“Take a walk with me?” he asked Eliza.
“Be delighted.” She dismounted before he could assist her and snatched the reins from his hand. “Come on, ol’ Bucky-boy,” she crooned. They roamed in silence while she waited for Garret to find his words.
“While Burke was in town, he heard there was a dance coming up. The McDowell’s barn burned to the ground a month back, and folks in town aim to raise a new one. The barn-dance will be afterward.” Garret reacquired Buck’s reins, and Eliza hiked up her skirts to keep pace with him. “Normally me and the boys would help with the barn and be on our way, but since you are here—well, I figured I would see if you needed to go,” he ended.
“If I needed to go. Garret Shaw, are you asking to accompany me to a dance?”
“Hardly,” he said, sparing an annoyed glare for her. “Just thought you would require more socialization than the rest of us.”
To sidle around a cluster of cacti, she hiked her skirts higher. “Let me guess. The boys want to go, but you want to use me as an excuse for it.”
At the edge of her vision, a smile tugged at the corners of his lips. “Do you want to go or not?”
“Fine, but I want Lenny to come, too.”
Garret stopped walking so abruptly, Buck nearly stepped on the back of his boot. “Now why in Sam Hill do you think Lenny would want to go to a barn-raising and a dance?”
“I don’t, but I’ll ask.”
“Do you wear those work boots every day?” he asked, peering at her footwear.
“Of course I do. They were a gift from Lenny, and they are comfortable. Would you prefer I wear my fine, high-button leather shoes to properly milk a cow? And furthermore, do you have any idea how many times a day that damned rooster chases me? I would likely never escape in those.”
“Yes or no,” he asked in an impatient tone.
“Ask me nice and proper.”
“I don’t know what that means.” Garret sounded annoyed and exasperated now.
“Be. Sweet.”
His sigh tapered into a growl. “Eliza Shaw, would you do me the honor of accompanying me to a dance?”

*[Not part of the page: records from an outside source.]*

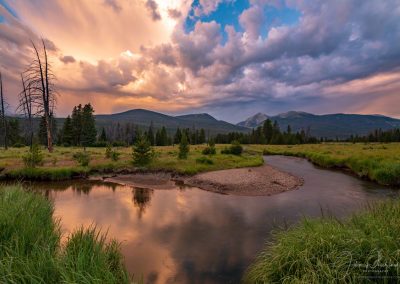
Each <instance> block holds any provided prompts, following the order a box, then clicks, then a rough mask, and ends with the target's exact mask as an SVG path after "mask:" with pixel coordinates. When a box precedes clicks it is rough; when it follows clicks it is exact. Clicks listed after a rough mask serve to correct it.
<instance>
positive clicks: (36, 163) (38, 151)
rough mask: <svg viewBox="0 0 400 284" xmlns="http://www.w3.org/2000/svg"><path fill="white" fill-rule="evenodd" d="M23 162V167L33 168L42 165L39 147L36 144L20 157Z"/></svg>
mask: <svg viewBox="0 0 400 284" xmlns="http://www.w3.org/2000/svg"><path fill="white" fill-rule="evenodd" d="M22 159H23V160H24V164H25V167H27V168H34V167H36V166H39V165H42V164H43V154H42V151H40V147H39V145H37V144H34V145H32V147H31V148H30V149H29V152H28V153H27V154H26V155H25V156H23V157H22Z"/></svg>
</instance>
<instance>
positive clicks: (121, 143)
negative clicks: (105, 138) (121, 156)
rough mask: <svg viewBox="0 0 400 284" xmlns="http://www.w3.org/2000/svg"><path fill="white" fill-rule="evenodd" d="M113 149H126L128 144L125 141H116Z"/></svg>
mask: <svg viewBox="0 0 400 284" xmlns="http://www.w3.org/2000/svg"><path fill="white" fill-rule="evenodd" d="M112 146H113V147H126V146H128V144H127V143H126V142H125V141H114V142H113V143H112Z"/></svg>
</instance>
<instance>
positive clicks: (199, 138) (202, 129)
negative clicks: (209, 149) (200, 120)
mask: <svg viewBox="0 0 400 284" xmlns="http://www.w3.org/2000/svg"><path fill="white" fill-rule="evenodd" d="M198 142H199V144H203V143H205V142H206V132H205V131H204V128H201V129H200V134H199V141H198Z"/></svg>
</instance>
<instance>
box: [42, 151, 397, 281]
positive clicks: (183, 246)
mask: <svg viewBox="0 0 400 284" xmlns="http://www.w3.org/2000/svg"><path fill="white" fill-rule="evenodd" d="M265 159H266V162H267V163H268V164H270V165H272V166H274V167H276V168H278V169H281V170H285V171H287V172H290V173H292V174H295V175H297V176H299V177H302V178H304V181H305V183H304V185H303V186H302V187H301V188H300V189H298V190H295V191H290V192H286V193H281V194H278V195H274V196H261V197H260V196H258V197H244V196H230V195H221V194H215V193H212V192H208V191H203V190H200V189H197V188H187V187H179V186H177V187H176V188H175V189H173V190H150V189H140V188H132V187H130V186H120V185H116V184H110V183H101V182H89V181H73V182H68V183H47V184H45V185H43V184H41V185H39V186H40V187H41V188H43V187H44V186H45V187H46V188H47V190H46V194H47V196H49V197H50V198H51V199H52V200H53V201H54V203H55V215H56V216H57V217H59V218H61V224H62V227H63V231H64V233H66V234H67V233H68V232H71V231H73V230H74V229H75V228H77V227H79V226H81V225H85V226H88V225H90V224H93V223H95V224H96V225H98V226H100V227H101V228H103V230H107V229H108V236H109V237H112V238H116V239H117V240H119V241H120V242H121V243H122V252H123V254H124V256H125V262H126V265H127V267H128V269H129V271H130V272H131V273H132V274H134V276H135V278H136V279H140V278H142V279H143V280H144V282H145V283H238V282H240V279H241V277H242V275H243V273H244V271H245V269H246V268H247V267H248V265H249V264H250V263H251V262H252V261H253V259H254V257H255V256H256V255H257V253H258V252H259V251H260V250H261V249H262V248H263V245H264V242H265V241H266V240H267V239H268V238H269V237H270V233H271V230H272V229H274V228H276V227H277V226H282V225H285V224H292V223H295V222H298V221H299V220H300V219H301V218H302V217H303V216H321V212H324V214H334V215H335V216H338V217H343V216H346V215H348V214H349V213H351V212H354V211H356V210H357V209H359V208H360V207H362V206H364V205H365V204H366V203H368V202H373V201H375V200H379V199H383V198H387V197H394V196H396V195H397V192H396V191H395V190H391V189H388V188H384V187H382V186H379V185H377V184H374V183H370V182H366V181H362V180H359V179H356V178H354V177H352V176H350V175H346V174H343V173H341V172H334V171H328V170H323V169H319V168H317V167H315V166H313V165H312V164H311V163H309V162H308V161H306V160H303V159H298V158H292V157H282V156H268V157H266V158H265Z"/></svg>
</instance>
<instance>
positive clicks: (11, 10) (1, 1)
mask: <svg viewBox="0 0 400 284" xmlns="http://www.w3.org/2000/svg"><path fill="white" fill-rule="evenodd" d="M0 5H1V6H3V7H4V8H5V9H6V10H7V11H8V12H9V13H10V14H11V15H13V16H14V17H16V18H18V16H17V13H15V11H14V10H13V9H11V7H10V6H9V5H8V4H7V2H6V1H5V0H0ZM1 22H4V17H3V16H2V15H0V23H1Z"/></svg>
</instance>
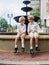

She grinned despite the sarcasm that painted every one of his words. “Why Garret Shaw, I would be delighted.”
Chapter Twenty-Two
“No,” Lenny responded immediately.
Having let the subject rest for exactly three seconds, Eliza tried again. “Burke is going.”
Lenny sighed and stood back to admire her efforts on Eliza’s hair. “Even if I went to the dance, he would look at me the same.”
“Not if you took a night off from your breeches and wore a dress,” Eliza said.
“I don’t think anyone would enjoy the way I wore a dress.”
“I would. And if anyone says anything, I’ll punch them straight in the throat.”
Lenny let off a soft laugh. “Burke wouldn’t like one of my traditional dresses. No one at that barn-raising would. It’s best if I stay here.”
“I think you’re wrong, Lenny. Burke knows you very well. I do not think he will be cruel.” After some quiet contemplation while she made her bed, Eliza folded. “I am truly up to my eyeballs in problems with the male gender at the moment. Who am I to give advice? But can I ask you a selfish question?”
Lenny lifted her chin higher. “Ask.”
“Will you go with me? Hang those boys, I need a friend there. You’re my friend. I don’t care if you wear a potato sack, I just want to have fun. And truth be told, I don’t want to face Anna Jennings and her friends alone.”
Lenny canted her head and studied Eliza. “I am your friend?”